A subvenção do seguro agrícola funciona como um subsídio: o governo arca com parte do prêmio do seguro contratado pelo produtor. Na prática, o agricultor paga apenas uma parcela do valor total, e o restante é coberto pelos recursos do Programa de Subvenção ao Prêmio do Seguro Rural (PSR). Esse mecanismo é considerado essencial para ampliar a adesão ao seguro e reduzir os impactos financeiros de eventos como seca, granizo e excesso de chuva.

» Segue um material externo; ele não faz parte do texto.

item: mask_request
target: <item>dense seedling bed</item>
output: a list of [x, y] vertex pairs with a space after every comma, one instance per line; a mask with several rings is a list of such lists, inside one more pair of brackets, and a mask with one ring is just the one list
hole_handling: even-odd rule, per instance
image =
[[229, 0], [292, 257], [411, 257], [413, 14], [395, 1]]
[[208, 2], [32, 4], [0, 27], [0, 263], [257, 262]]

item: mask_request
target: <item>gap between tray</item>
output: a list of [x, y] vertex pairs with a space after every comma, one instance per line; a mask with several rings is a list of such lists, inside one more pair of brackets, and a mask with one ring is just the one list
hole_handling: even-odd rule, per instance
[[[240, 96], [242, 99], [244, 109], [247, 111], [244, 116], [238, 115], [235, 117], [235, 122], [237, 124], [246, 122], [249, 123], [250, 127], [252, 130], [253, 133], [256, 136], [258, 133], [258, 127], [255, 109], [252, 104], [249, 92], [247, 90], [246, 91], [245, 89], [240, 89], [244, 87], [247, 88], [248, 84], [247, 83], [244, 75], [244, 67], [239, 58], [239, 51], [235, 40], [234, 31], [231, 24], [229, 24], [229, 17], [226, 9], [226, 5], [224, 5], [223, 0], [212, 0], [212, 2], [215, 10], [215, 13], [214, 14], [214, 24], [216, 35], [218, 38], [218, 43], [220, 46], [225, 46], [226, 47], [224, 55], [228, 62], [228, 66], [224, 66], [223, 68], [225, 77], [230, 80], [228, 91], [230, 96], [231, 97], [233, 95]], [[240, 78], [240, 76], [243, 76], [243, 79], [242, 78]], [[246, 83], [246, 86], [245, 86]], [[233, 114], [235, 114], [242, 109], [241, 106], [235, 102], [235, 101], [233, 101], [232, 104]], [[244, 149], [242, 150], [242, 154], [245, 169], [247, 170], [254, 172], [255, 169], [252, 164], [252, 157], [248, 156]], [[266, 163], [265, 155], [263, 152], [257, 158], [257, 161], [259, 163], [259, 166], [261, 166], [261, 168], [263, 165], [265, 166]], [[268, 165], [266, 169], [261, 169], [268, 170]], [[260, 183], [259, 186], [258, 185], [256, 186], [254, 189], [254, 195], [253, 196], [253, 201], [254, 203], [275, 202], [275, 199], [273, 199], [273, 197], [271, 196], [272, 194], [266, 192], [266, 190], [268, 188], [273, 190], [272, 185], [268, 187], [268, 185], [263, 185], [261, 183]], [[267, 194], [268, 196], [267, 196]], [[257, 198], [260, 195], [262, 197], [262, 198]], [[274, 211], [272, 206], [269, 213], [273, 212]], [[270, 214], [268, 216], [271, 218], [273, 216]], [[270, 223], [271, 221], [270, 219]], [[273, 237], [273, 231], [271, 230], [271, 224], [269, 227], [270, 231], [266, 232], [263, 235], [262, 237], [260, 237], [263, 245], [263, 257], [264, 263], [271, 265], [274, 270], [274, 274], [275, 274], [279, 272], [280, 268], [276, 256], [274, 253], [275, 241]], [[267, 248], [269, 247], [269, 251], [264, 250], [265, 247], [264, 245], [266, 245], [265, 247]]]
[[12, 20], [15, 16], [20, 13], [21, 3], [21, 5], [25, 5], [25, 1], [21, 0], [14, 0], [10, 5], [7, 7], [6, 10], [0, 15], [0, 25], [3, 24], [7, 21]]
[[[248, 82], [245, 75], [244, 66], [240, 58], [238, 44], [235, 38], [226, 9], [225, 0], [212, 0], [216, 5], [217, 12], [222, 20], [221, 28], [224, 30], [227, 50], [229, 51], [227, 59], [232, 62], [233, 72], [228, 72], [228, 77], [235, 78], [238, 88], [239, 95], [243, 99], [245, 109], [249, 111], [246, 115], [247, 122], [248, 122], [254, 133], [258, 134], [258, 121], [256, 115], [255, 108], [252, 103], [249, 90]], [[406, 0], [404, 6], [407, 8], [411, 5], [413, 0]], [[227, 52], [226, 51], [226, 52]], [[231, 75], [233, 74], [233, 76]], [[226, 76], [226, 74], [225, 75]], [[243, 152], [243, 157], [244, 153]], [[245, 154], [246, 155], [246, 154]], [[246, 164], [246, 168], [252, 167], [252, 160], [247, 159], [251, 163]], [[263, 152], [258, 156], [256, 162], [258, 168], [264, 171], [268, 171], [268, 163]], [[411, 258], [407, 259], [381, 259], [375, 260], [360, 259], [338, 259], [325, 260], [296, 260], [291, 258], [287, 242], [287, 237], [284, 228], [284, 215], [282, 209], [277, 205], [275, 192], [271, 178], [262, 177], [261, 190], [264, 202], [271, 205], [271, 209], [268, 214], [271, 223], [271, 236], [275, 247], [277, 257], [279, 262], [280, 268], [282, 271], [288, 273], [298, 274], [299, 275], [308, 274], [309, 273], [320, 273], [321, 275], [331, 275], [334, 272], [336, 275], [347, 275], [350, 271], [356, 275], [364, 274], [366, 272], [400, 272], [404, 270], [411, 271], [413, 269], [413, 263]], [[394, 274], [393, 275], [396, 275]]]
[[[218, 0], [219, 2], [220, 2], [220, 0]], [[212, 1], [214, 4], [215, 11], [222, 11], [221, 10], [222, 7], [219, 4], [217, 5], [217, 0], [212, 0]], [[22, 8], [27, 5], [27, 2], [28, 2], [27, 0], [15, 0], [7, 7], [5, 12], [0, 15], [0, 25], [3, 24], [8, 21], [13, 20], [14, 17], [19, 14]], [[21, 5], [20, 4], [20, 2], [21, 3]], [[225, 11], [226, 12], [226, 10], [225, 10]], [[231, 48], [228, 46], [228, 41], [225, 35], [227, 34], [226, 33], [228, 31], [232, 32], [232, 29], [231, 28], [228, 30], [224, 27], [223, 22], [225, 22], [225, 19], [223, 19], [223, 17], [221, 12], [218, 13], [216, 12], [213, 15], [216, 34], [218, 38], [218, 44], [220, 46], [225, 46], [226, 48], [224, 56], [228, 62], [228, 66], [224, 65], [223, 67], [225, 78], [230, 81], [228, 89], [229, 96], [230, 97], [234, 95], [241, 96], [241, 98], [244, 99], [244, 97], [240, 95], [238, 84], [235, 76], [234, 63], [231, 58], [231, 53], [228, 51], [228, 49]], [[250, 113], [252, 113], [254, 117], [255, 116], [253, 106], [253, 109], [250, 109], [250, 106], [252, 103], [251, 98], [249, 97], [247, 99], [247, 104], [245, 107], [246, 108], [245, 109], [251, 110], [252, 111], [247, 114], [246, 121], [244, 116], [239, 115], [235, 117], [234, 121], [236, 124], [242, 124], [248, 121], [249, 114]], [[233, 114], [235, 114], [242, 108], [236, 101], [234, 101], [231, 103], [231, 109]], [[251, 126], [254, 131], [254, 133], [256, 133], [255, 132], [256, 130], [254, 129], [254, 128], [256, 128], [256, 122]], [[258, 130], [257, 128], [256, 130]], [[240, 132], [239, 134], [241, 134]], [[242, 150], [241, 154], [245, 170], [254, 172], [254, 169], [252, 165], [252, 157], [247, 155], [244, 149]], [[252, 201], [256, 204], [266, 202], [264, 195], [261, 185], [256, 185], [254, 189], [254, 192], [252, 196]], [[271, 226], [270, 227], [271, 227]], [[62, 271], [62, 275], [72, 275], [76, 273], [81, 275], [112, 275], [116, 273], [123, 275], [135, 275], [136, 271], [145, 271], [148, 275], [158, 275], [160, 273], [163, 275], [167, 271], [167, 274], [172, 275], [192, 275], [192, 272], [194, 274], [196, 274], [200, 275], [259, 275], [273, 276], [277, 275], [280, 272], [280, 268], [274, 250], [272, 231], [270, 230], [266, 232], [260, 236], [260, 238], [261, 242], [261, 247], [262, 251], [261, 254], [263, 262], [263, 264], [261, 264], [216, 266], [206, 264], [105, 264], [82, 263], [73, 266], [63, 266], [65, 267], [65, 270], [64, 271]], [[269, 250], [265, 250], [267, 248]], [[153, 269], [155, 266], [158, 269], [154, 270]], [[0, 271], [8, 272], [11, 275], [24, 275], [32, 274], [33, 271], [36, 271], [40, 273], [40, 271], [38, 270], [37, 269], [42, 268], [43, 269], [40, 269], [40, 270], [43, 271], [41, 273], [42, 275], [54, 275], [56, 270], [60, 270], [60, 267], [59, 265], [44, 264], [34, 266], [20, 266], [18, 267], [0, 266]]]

No entanto, segundo entidades representativas do setor, mudanças recentes na forma de repasse e atraso na liberação dos recursos federais levaram as seguradoras a emitirem boletos diretamente aos produtores, que agora precisam quitar a parte correspondente para garantir a validade da apólice. O cenário revela a farsa do Governo Federal diante do anúncio do “Maior Plano Safra” já divulgado.
Lideranças rurais alertam que a situação pode comprometer o planejamento financeiro de muitos agricultores, especialmente em um momento de altos custos de produção e margens apertadas. Produtores esperam que o governo regularize os repasses e evite novos transtornos em um período de forte instabilidade climática.